Sometimes, Mystique's had a point. The Agee storyline, for instance, comes to mind. It seems it was a good thing Mystique happened to be there as it turned out, but really it was just coincidence and Mystique berated Rogue pretty mercilessly for being so careless when Rogue really hadn't been so. Rogue had checked into things or at least tried, but Mystique showed no motivation to find out why Rogue thought Rogue was doing this or why she wasn't being terribly careful and not taking any chances. Instead of talking to Rogue about it in a supportive way, though, asking why she'd do such a thing, she made assumptions and attacked Rogue with angry, hurtful, button-pushing. Rogue showed more signs of breaking away from Mystique then when she told Mystique that she'd seen her thoughts and that they "weren't right". She listened to what Mystique had to say and let what wisdom there was in it in without letting the insults add to her low self-esteem. In the end, Rogue made the decision on how to handle things and Mystique was not only unhappy about that, but it appears she may have even killed Agee to make sure Rogue didn't get the chance to ever rethink her decision. Ties like htat Rogue can do without. Rogue knows Mystique has a basic criminal mind and even at 17 and as a member of the BOEM, she was already showing signs of rebelling against that.

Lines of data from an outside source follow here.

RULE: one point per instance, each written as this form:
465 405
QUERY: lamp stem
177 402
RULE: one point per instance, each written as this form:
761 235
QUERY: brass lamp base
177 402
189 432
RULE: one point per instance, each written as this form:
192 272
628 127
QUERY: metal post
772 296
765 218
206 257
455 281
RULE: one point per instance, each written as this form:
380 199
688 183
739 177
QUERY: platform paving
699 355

She'll probably always (if written decently in the book) have issues tearing at her that weigh heavily on her own ideals vs. her love for Mystique, whom she knows doesn't share those ideals. But that very controversy is, I feel, what shows that Rogue is not defined by Mystique. Maybe by the controversy of loving someone she has problems trusting and respecting, but not by Mystique herself and that, to me, makes Rogue way above "trashy".

Finally, "Southern" is something that can help define her, but I think only to the point she allows it to and only if others want to define her by stereotypes accorded to people of certain backgrounds, locales, cultures, etc., whether for good or bad.

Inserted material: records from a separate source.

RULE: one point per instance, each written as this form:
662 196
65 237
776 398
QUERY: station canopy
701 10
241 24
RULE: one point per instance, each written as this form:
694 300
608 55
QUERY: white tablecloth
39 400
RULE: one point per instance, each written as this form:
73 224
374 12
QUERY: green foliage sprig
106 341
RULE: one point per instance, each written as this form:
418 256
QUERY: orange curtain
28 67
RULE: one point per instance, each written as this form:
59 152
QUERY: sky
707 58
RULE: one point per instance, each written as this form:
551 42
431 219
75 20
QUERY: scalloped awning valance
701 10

To me, a person is defined not by the things thrown at them in life, but how they handle them.

Still, because this thread started with the movie not having Rogue and Mystique show ties in it, I should close this by noting that I don't think that's necessarily a bad thing, either. It's my understanding that the first sequel will have something to do with Gambit and that may, in turn, bring Rogue in as a more major player as well in that next film. If so, I can see how they might introduce the idea that Rogue was rasied by Mystique then or that she has at least some ties to her in a caretaker way. Even in the books, this was done with Cyke and Sinister. It was revealed later in the books that the orphanage Cyke grew up in after he thought his parents were killed was not-so-coincidentally run by Sinister, whom he hadn't recognized as that person. A similar story could be "revealed" in later plotlines.

But my point above is that even if it isn't, I don't think it's going to make such a difference in Rogue's character that her not being tied to Mystique in the movie will naturally make the movie and Rogue's character in it stink by default. It might make that movie character better. I'd rather keep an open mind.